Time and Cost-Efficiency

As seen on Table 3, the UAV spatial method for 100 m and 1 km beach monitoring involves higher initial costs and about two times more costs and time effort for field work and analysis than the spatial-OSPAR method. The higher investment costs for the UAV method are related to software costs, since license software is often required within official federal agencies. If these software costs were not considered, the investment costs would decrease to only 3,000 € for the drone and other materials. Costs for testing period of implementation were higher for the drone method, estimated as 30,000 € for the 100 m and 1 km monitoring vs. 15,000 € for the spatial-OSPAR method. Office costs are the same for both methods. Annual running field costs (survey on site) were lower for the UAV method at 100 m beach transects (1,800 € vs. 2,400 € for the spatial-OSPAR), but higher once spatial extension increased to 1 km (2,400 € vs. 1,800 € for the spatial-OSPAR method). Annual running costs for analysis of the data (lab work) was considerably higher for the UAV method than for the spatial-OSPAR method (4,800 € vs. 2,400 € for 100 m and 9,600 € vs. 1,200 € for 1 km) (Table 3).

TABLE 3

TABLE 3. Cost-efficiency analysis for UAV and spatial-OSPAR for beach litter monitoring methods. The values are based on our experience taking into account the MSFD guidelines (JRC, 2013) and federal state authority staff salaries (37.5 € per hour) for a monitoring of four beaches, four times a year. In bold are shown the scores for cost and efficiency, giving the cost-efficiency score.

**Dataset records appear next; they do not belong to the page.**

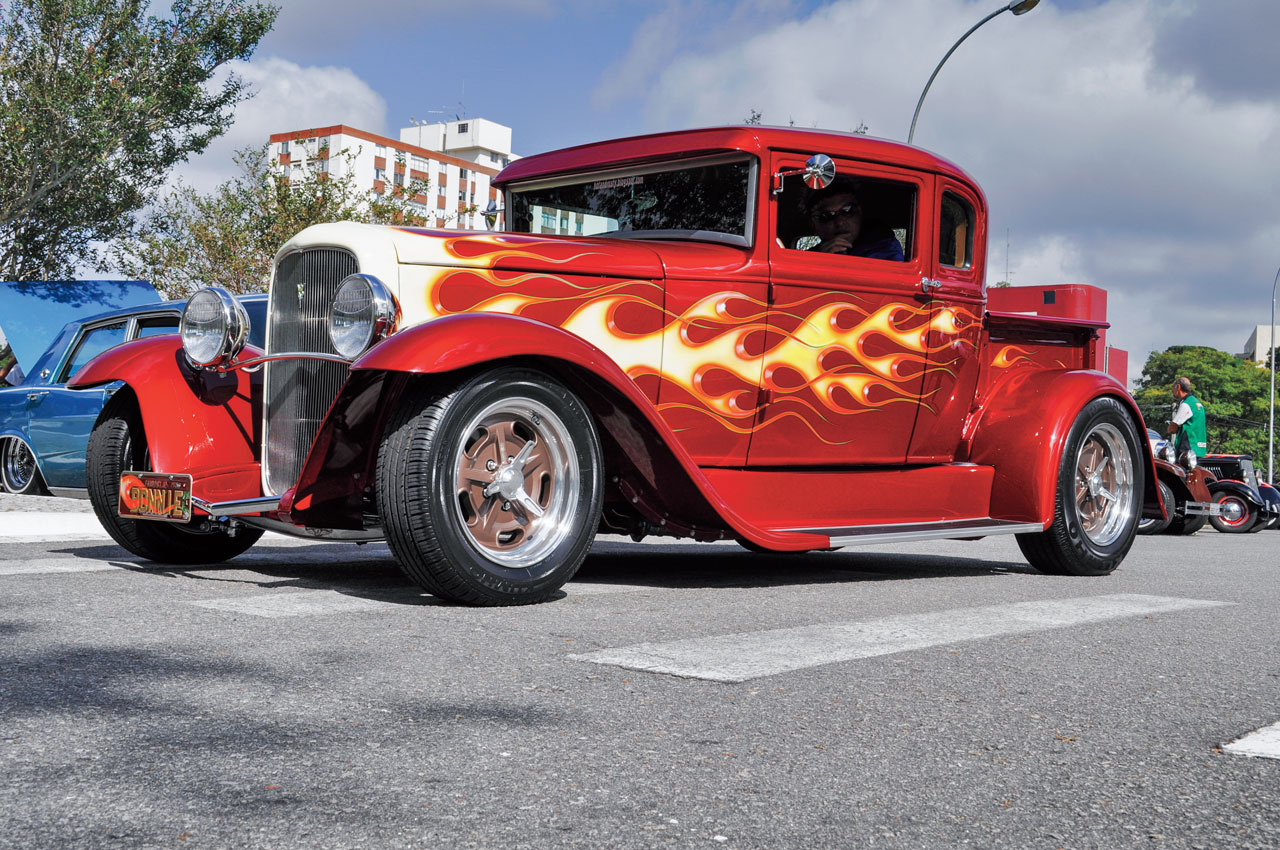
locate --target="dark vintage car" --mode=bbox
[1138,455,1221,535]
[1199,454,1280,534]
[0,280,266,498]
[76,127,1164,605]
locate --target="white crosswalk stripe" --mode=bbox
[1222,723,1280,759]
[191,590,402,617]
[570,594,1231,682]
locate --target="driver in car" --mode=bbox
[805,178,902,262]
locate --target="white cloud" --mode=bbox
[596,0,1280,374]
[174,58,387,191]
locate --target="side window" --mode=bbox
[56,321,127,384]
[938,192,973,269]
[778,170,916,262]
[137,316,180,339]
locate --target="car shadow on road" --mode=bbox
[45,539,1034,605]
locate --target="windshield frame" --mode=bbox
[503,151,760,248]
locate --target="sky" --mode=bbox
[177,0,1280,379]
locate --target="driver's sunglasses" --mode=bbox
[813,204,861,224]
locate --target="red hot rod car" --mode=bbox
[76,127,1162,604]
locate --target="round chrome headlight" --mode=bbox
[329,274,401,360]
[182,287,248,366]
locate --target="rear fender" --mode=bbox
[289,314,829,550]
[965,370,1164,526]
[68,335,262,502]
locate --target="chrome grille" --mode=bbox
[262,248,358,495]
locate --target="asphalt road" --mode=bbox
[0,497,1280,850]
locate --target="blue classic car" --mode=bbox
[0,280,266,498]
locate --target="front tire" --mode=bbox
[84,396,262,565]
[0,437,49,495]
[1018,398,1143,576]
[378,369,604,605]
[1208,493,1258,534]
[1138,480,1178,534]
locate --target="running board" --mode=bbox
[778,517,1044,548]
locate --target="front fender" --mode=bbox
[1208,480,1266,508]
[289,314,829,550]
[67,334,262,502]
[966,370,1164,526]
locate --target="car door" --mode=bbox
[748,154,933,466]
[908,175,987,463]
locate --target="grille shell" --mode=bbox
[262,248,360,495]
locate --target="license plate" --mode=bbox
[119,472,191,522]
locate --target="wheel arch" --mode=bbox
[290,314,827,550]
[968,370,1165,526]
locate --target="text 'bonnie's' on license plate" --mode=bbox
[119,472,191,522]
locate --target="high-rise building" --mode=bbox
[270,118,518,230]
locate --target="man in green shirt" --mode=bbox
[1169,378,1208,458]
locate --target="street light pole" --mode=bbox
[1267,269,1280,484]
[906,0,1039,145]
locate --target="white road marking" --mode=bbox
[1222,723,1280,759]
[0,511,109,543]
[570,594,1231,682]
[191,590,401,617]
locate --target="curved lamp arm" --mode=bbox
[906,0,1039,145]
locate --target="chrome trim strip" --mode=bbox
[215,351,355,371]
[191,495,280,517]
[237,516,387,543]
[780,517,1044,548]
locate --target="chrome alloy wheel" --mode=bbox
[0,437,36,493]
[1075,422,1137,547]
[453,397,581,568]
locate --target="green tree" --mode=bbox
[111,145,434,298]
[1134,346,1271,460]
[0,0,276,279]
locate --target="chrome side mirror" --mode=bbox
[773,154,836,195]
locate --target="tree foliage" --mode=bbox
[111,146,434,298]
[0,0,276,279]
[1134,346,1271,461]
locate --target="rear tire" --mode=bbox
[0,437,49,495]
[1138,480,1178,534]
[1018,398,1143,576]
[378,369,604,605]
[84,396,262,565]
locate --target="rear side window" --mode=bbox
[138,316,179,339]
[938,192,973,269]
[58,321,127,383]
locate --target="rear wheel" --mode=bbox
[1018,398,1142,576]
[1138,481,1178,534]
[0,437,49,495]
[378,369,604,605]
[1208,493,1258,534]
[84,396,262,563]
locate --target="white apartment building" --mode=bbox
[1240,325,1280,364]
[270,118,518,230]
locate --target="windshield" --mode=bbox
[507,154,755,245]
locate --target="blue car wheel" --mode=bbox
[0,437,47,495]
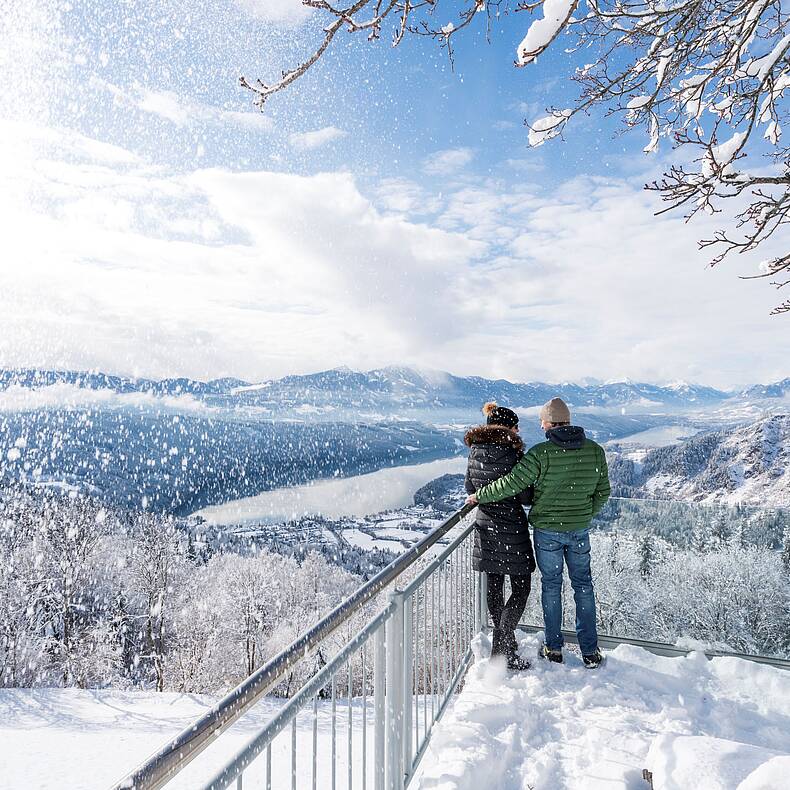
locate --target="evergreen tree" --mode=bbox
[639,532,656,579]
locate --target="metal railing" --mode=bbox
[114,506,486,790]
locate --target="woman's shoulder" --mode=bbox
[464,425,524,456]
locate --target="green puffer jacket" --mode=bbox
[477,425,610,532]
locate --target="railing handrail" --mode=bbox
[114,504,475,790]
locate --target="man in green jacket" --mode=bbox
[467,398,610,669]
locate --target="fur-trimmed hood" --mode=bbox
[464,425,524,453]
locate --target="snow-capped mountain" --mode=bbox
[611,414,790,507]
[0,367,731,413]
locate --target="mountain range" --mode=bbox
[610,414,790,507]
[0,367,790,413]
[0,367,790,515]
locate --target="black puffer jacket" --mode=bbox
[464,425,535,576]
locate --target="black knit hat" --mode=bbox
[483,401,518,428]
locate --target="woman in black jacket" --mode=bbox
[464,403,535,670]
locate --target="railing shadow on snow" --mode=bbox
[113,498,790,790]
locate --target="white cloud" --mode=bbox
[0,120,484,379]
[289,126,348,150]
[376,178,442,216]
[423,148,474,176]
[99,78,273,132]
[236,0,310,25]
[0,126,787,392]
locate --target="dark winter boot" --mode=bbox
[538,644,562,664]
[507,653,532,672]
[491,628,505,658]
[582,650,603,669]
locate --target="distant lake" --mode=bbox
[195,456,466,524]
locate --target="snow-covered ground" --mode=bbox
[7,635,790,790]
[0,688,373,790]
[196,456,466,524]
[417,635,790,790]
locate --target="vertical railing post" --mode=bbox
[475,571,488,633]
[403,597,414,778]
[373,627,387,790]
[385,590,404,790]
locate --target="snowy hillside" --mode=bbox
[611,415,790,507]
[0,636,790,790]
[417,636,790,790]
[0,367,736,412]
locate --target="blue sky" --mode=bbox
[0,0,790,386]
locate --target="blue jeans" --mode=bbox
[534,529,598,656]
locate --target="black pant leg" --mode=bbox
[500,574,532,651]
[486,573,505,656]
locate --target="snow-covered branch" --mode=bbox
[241,0,790,312]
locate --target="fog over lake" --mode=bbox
[195,456,466,524]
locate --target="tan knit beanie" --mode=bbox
[540,398,571,422]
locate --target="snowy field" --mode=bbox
[417,635,790,790]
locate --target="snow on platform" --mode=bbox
[415,635,790,790]
[0,688,373,790]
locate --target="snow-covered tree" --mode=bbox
[241,0,790,313]
[130,513,183,691]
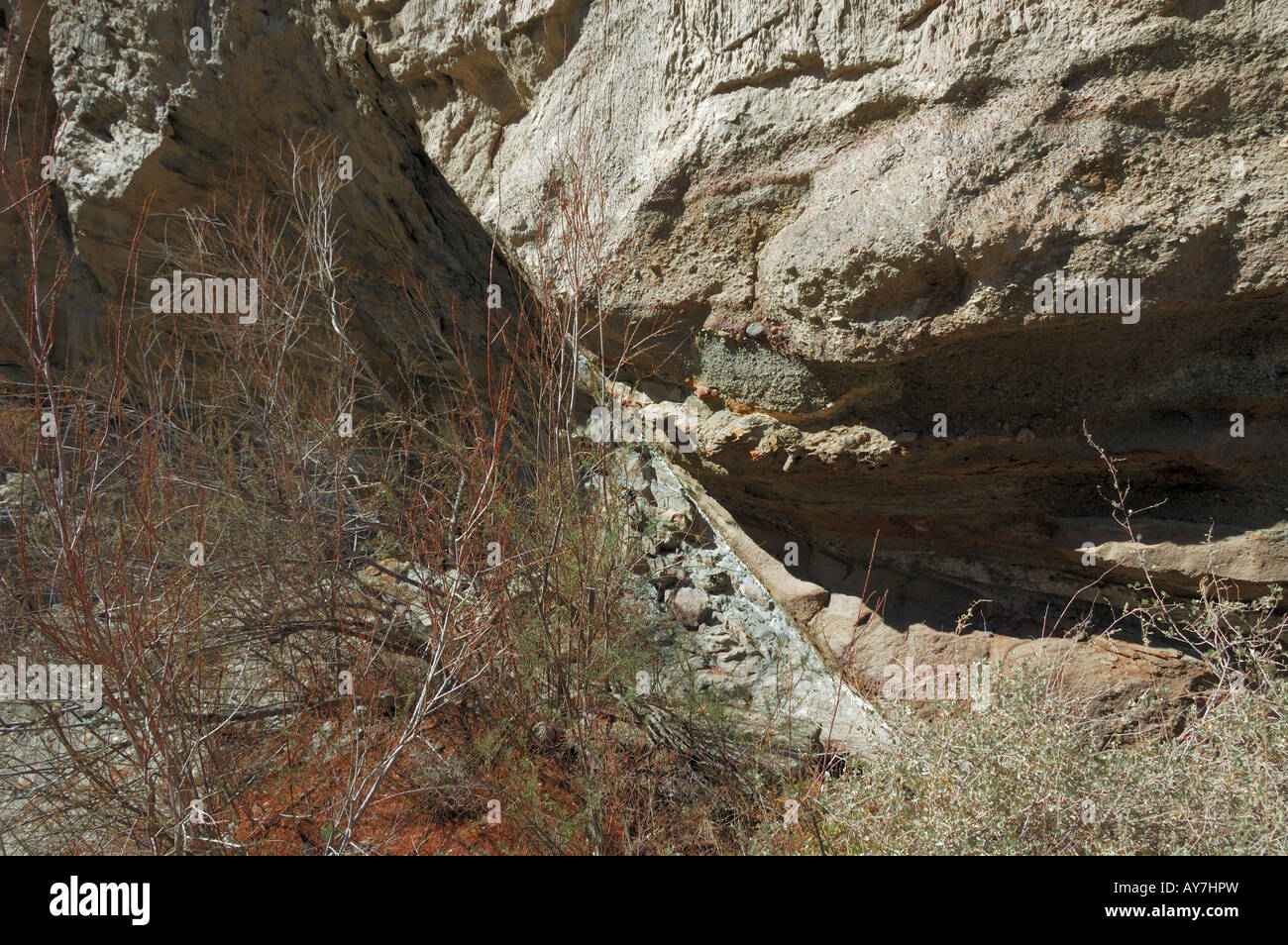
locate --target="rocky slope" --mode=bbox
[0,0,1288,705]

The overall cost-efficiency score for beach litter monitoring was 9–12 (low to moderate) for the UAV method vs. 16–18 (high) for the spatial-OSPAR method.

Discussion

Lessons Learned From Object-Based Classification

Results from the recovery experiment showed that litter sizes >2.5 cm (i.e. macrolitter size) were the minimum size detectable. PAs for litter for the recovery experiments at different sites were between 77% and 100% with kappa values between 0.43 and 0.87 for images taken at 10 m height. These accuracy values were comparable to those obtained through visual screening of the same images (>87%, mean 99.4% ± 16.2). Even if smaller litter items were detected and classified (e.g., Figures 4, 5, cigarette butts <2.5 cm), in reality many were misclassified. Another study also showed limitations in the detection of smaller items size, where items <4 cm were also most misclassified (Martin et al., 2018). TA was lower for classification into six vs. four classes (Table 1), but the PA for litter was in some cases similar, reaching values between 70 and 80%. In the 6-class classification, white and dark litter items were better classified than with the 2-class or 4-class classification (Supplementary Figure S5), but at the same time introducing more classes increased the complexity of the image.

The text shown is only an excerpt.